Nach dem neuen EU-Tiergesundheitsrecht stehen Tierhalter in der besonderen Verantwortung, ihre Bestände vor Seuchen wie der Geflügelpest wirk-sam zu schützen. In Niedersachsen wurde hierzu ein Biosicherheitskonzept für Geflügelhaltungen erarbeitet. Es unterstützt Betriebe mit konkreten Arbeitshilfen.
Allein in Niedersachsen wurden in der Zeit von Dezember 2020 bis Dezember 2023 insgesamt 157 Geflügelpest-Ausbrüche festgestellt. Sie verursachten rund 2,8 Mio. verendetes oder getötetes Stück Geflügel und Kosten der Tierseuchenkasse in Höhe von 49,5 Mio. Euro.
Auch aktuell stuft das Friedrich-Loeffler-Institut (FLI) das Risiko von Geflügelpest-Einträgen in deutsche Hausgeflügelhaltungen durch direkte und indirekte Kontakte zu Wildvögeln weiterhin als hoch ein. Deshalb hat der Schutz des Geflügels vor einem Eintrag und der möglichen weiteren Verbreitung des Virus oberste Priorität.
Neues EU-Tiergesundheitsrecht mit Anforderungen
Das neue EU-Tiergesundheitsrecht (Animal Health Law=AHL) sowie das deutsche Tiergesundheitsgesetz (TierGesG) verpflichten den Tierhalter, wirksame Biosicherheitsmaßnahmen zum Schutz vor biologischen Gefahren auf seinem Betrieb zu ergreifen. Besondere Schutzmaßnahmen gelten darüber hinaus, wenn der Ausbruch der Geflügelpest festgestellt wurde.
Gemäß AHL sollen tierhaltende Betriebe betriebsindividuell Biosicherheitsmanagementpläne erstellen. Dazu gehören zum Beispiel Regelungen zum Tier-, Personen- und Fahrzeugverkehr oder Vorgaben zur Nutzung von Ausrüstung im Betrieb.

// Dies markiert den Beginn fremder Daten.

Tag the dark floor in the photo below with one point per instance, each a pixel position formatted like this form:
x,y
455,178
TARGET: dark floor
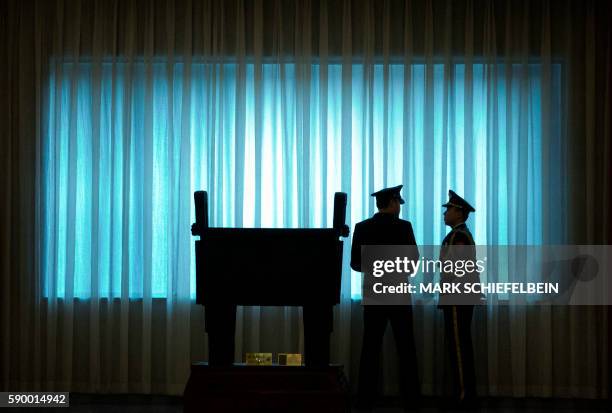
x,y
85,403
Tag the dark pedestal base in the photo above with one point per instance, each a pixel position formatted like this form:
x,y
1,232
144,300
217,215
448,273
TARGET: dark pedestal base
x,y
242,388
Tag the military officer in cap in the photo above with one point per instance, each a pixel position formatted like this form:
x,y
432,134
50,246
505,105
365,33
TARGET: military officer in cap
x,y
458,308
385,228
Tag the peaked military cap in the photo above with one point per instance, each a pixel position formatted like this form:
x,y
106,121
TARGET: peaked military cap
x,y
458,202
389,193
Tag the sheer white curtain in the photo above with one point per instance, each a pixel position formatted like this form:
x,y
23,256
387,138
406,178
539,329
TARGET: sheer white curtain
x,y
272,107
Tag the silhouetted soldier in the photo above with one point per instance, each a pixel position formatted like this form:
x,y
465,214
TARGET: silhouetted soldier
x,y
385,228
458,308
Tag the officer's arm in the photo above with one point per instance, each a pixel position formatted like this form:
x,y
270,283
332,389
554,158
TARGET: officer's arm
x,y
356,249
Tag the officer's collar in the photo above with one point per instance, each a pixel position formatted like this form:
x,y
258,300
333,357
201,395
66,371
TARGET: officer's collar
x,y
385,214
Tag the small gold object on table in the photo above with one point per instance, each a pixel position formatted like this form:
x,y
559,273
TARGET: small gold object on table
x,y
259,359
289,359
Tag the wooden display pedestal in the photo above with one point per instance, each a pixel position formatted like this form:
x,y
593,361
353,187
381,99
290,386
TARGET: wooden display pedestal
x,y
244,388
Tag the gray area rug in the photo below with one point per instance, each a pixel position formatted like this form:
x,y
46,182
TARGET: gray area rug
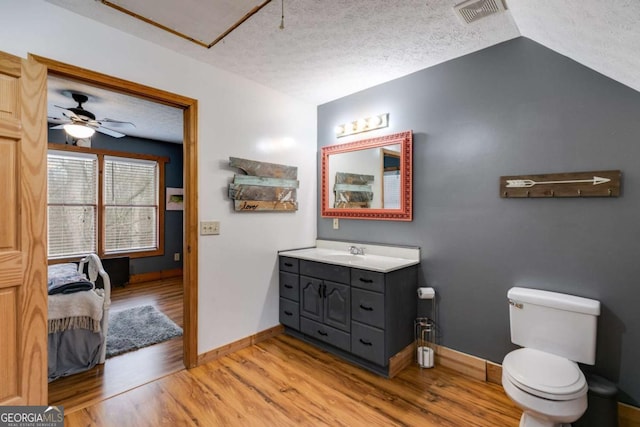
x,y
138,327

Das AHL verpflichtet auch Tierärzte zu besonderen Aufgaben in Zusammenhang mit der Seuchenprävention. In den Aufgabenbereich der Tierärzteschaft fallen insbesondere diesbezügliche Beratungen des Tierhalters. Außerdem müssen Tierärzte durch ihre Diagnosen das frühzeitige Erkennen von Seuchen sicherstellen.

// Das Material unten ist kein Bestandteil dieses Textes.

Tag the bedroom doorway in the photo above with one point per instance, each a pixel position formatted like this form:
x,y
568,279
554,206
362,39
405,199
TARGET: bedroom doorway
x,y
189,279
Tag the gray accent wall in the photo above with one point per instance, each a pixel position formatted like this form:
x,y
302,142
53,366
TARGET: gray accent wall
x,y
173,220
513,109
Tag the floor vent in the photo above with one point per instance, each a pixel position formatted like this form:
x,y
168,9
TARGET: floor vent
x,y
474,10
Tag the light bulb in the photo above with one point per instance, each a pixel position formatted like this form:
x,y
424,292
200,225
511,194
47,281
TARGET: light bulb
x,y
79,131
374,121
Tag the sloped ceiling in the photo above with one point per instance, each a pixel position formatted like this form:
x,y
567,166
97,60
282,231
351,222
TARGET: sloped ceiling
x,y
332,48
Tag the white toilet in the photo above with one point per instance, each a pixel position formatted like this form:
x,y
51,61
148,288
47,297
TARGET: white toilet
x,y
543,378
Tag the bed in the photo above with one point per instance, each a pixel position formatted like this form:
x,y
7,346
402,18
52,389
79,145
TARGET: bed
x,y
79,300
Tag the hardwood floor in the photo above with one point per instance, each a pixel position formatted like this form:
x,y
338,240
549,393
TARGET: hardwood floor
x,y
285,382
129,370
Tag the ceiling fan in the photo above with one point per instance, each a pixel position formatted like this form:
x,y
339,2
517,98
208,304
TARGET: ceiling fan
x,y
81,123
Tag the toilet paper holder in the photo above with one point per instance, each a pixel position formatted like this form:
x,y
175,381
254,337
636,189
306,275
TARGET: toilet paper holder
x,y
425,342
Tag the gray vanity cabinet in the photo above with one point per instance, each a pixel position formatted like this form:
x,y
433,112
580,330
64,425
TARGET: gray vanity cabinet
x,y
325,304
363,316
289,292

Initiative von Landvolk und Tierseuchenkasse
Um den neuen Anforderungen des AHL gerecht zu werden, wurde auf Initiative der Niedersächsischen Tierseuchenkasse und des Landvolk Niedersach-sen vor einem Jahr die „Arbeitsgruppe Biosicherheit in Geflügelhaltungen“ mit maßgeblichen Akteuren aus Verbänden, Verwaltung und Wissenschaft gegründet. Die Arbeitsgruppe erstellte ein Biosicherheitskonzept für Geflügel haltende Betriebe, das sich zunächst an Geflügelhaltungen mit über 1.000 Stück Geflügel richtet. Ziel war, eine Arbeitshilfe für Tierhalter, Tierärzte und Behörden zu schaffen, die sowohl EU-Recht als auch nationales Recht abbildet.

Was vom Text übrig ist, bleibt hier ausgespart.